Immediately after saying “I myself did not know Him…” John follows up by saying that he saw “the Spirit descending as a dove out of heaven, and remain upon Him.” And then he adds that the One who called him to be the forerunner of the Messiah told him that when he witnessed this phenomenon, that person so anointed by the Spirit would be the One immersing in the Holy Spirit. In other words, as John put it in verse 34, that person would be the Son of God.
Clearly, then, John was not saying that he didn’t know (as in “never met”) this relative, that he knew nothing of the character of Jesus’ walk of life.
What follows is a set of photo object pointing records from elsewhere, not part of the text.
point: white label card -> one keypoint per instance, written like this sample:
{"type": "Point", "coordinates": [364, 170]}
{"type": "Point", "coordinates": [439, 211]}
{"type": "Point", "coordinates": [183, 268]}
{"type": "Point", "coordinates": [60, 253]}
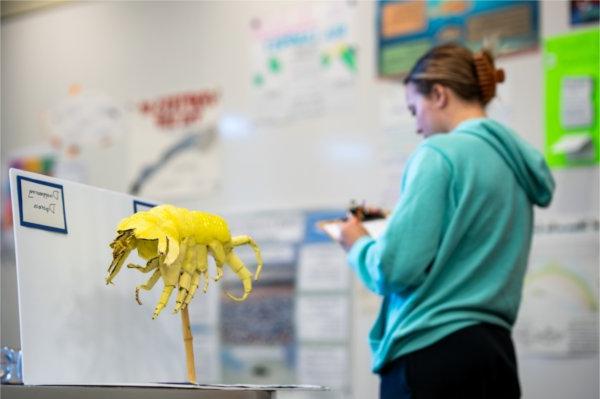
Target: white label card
{"type": "Point", "coordinates": [41, 205]}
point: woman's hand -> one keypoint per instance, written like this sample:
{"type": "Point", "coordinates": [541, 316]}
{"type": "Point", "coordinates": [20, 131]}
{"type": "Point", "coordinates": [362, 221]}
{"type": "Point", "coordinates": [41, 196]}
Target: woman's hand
{"type": "Point", "coordinates": [351, 230]}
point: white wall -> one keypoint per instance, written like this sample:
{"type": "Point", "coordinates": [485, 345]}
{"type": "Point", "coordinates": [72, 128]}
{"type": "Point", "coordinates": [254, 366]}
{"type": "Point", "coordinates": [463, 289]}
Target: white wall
{"type": "Point", "coordinates": [139, 50]}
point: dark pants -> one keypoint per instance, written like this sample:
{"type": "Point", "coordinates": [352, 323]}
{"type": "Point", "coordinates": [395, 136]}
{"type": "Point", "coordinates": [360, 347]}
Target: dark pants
{"type": "Point", "coordinates": [476, 362]}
The context here makes it clear that John was saying that he had not previously “recognized” or “understood” that Jesus was the Messiah, the pre-existent Son of God.
 See the New American Standard Bible, NET Bible.
 The term used to describe the familial relationship between Mary and Elizabeth in Luke 1:36 is suggenēs [συγγενής], meaning “of common origin, the same kin, related, substantively, a relative; kinsman or kinswoman, fellow countryman.” The word for “cousin” in Greek is a different word, anepsios [ἀνεψιός], “a child of one’s uncle or aunt, (first) cousin.”
 Abbott-Smith, G. A Manual Greek Lexicon of the New Testament. Edinburgh: T & T Clark, 1921, 1950. p. 311.
 Bauer, Walter, Arndt, William F., Gingrich, F. Wilbur, Danker, Frederick W. [BAGD], A Greek-English Lexicon of the New Testament, and Other Early Christian Literature. Chicago and London: The University of Chicago Press, 1957, 1979. p. 555f.
 Friberg, Timothy & Barbara, Analytical Lexicon of the Greek New Testament, electronic edition. #19378: οἶδα. See also Liddell, Henry George & Scott, Robert, A Greek-English Lexicon. Seventh Edition. New York: Harper & Brothers, 1883. εἴδω, pgs. 414f. Thayer, Joseph Henry, A Greek-English Lexicon of the New Testament. Corrected edition. New York • Cincinnati • Chicago: American book Company, n.d. Harper & Brothers, 1886, 1889. pgs. 172-74.